Sandi didukung suara perempuan
Sebaliknya, Sandi justru mampu menaikkan elektabilitas Prabowo. Secara personal, Prabowo hanya memiliki perolehan suara sebesar 28,8%. Ketika bersama Sandiaga, elektabilitasnya naik menjadi 29,5%.
Sandiaga dapat menaikkan suara Prabowo di tiga kantong suara, yakni pemilih perempuan, pemilih pemula, dan kaum terpelajar.
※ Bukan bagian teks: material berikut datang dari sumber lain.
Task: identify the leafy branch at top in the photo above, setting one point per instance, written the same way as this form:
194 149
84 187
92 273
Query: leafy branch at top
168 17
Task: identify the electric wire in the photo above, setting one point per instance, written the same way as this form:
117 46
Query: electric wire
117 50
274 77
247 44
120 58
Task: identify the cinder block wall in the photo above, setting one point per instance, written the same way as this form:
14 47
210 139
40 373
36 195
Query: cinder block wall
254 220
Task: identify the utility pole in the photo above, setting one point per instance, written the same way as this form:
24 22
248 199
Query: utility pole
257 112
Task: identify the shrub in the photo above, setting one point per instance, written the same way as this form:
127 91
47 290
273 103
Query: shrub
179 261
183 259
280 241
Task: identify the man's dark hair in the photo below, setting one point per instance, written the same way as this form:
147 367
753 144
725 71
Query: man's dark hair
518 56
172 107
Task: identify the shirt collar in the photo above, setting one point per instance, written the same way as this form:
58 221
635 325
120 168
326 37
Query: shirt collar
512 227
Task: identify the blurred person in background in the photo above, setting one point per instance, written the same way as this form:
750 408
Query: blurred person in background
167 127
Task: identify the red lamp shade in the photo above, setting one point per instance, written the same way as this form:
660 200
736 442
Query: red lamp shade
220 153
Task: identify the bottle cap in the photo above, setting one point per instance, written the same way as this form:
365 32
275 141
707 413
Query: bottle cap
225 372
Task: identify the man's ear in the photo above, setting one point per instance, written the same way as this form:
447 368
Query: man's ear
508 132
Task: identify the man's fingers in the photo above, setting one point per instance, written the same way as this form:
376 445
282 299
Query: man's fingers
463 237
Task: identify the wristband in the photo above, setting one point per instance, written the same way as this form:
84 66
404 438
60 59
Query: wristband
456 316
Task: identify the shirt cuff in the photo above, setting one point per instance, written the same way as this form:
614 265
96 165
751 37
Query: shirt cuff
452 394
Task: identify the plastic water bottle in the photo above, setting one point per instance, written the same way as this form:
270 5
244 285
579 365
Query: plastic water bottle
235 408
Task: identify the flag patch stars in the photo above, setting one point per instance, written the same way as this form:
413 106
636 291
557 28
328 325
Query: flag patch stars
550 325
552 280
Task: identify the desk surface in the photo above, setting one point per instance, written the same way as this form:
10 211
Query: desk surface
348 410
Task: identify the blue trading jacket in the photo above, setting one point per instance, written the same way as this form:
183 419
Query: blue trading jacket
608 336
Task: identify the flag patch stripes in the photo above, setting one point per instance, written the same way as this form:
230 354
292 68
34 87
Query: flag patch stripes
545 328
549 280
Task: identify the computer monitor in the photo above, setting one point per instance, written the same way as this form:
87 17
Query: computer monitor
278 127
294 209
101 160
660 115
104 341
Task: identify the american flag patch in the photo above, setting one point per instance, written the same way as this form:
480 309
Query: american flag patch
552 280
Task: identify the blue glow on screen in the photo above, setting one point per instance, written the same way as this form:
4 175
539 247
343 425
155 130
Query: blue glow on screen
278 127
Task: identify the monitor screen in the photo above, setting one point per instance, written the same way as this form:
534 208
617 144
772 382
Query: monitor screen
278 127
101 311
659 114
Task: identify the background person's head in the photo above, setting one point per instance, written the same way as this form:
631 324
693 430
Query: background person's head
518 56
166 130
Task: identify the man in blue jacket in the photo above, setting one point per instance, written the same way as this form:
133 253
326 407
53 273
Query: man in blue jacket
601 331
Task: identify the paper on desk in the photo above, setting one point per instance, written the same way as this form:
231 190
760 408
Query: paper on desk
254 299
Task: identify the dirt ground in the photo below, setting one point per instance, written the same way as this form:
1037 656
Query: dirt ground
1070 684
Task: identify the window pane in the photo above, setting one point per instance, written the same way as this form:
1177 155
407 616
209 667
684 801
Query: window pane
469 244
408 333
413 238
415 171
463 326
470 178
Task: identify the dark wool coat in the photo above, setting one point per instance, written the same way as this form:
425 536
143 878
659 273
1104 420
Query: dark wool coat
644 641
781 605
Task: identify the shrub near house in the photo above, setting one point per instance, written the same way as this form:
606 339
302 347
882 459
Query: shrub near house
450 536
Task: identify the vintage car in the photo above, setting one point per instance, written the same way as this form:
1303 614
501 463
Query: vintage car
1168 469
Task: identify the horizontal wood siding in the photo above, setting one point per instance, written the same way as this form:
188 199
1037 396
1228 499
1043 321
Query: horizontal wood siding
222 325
Pada pemilih perempuan, diduetkannya Prabowo bersama Sandiaga dapat mengatrol elektabilitas sebesar 4,8%.
(Baca juga: Prabowo-Sandiaga Klaim Ingin Berkuasa Agar Tak Ada Lagi Orang Miskin)
Secara personal, elektabilitas Prabowo di basis pemilih perempuan hanya sebesar 25,2%. Ketika bersama Sandiaga, elektabilitasnya menjadi 30%.
Pada pemilih pemula, secara personal elektabilitas Prabowo hanya sebesar 34,2%. Sementara ketika bersama Sandiaga, elektabilitasnya naik 5,3% menjadi 39,5%.
Pada segmen kaum terpelajar, elektabilitas Prabowo secara personal sebesar 37,4%. Ketika diduetkan dengan Sandiaga, elektabilitas Prabowo naik 7,1% menjadi 44,5%.
"Ada tren kenaikan Prabowo ketika berpasangan dengan Sandiaga Uno," kata Adjie.
Survei LSI Denny JA tersebut diadakan pada 12-19 Agustus 2018 dengan melibatkan 1.200 responden di seluruh Indonesia. Pemilihan responden dilakukan secara acak (multistage random sampling) dengan tingkat kesalahan (margin of error) sebesar +/- 2,9% dan tingkat kepercayaan sebesar 95%.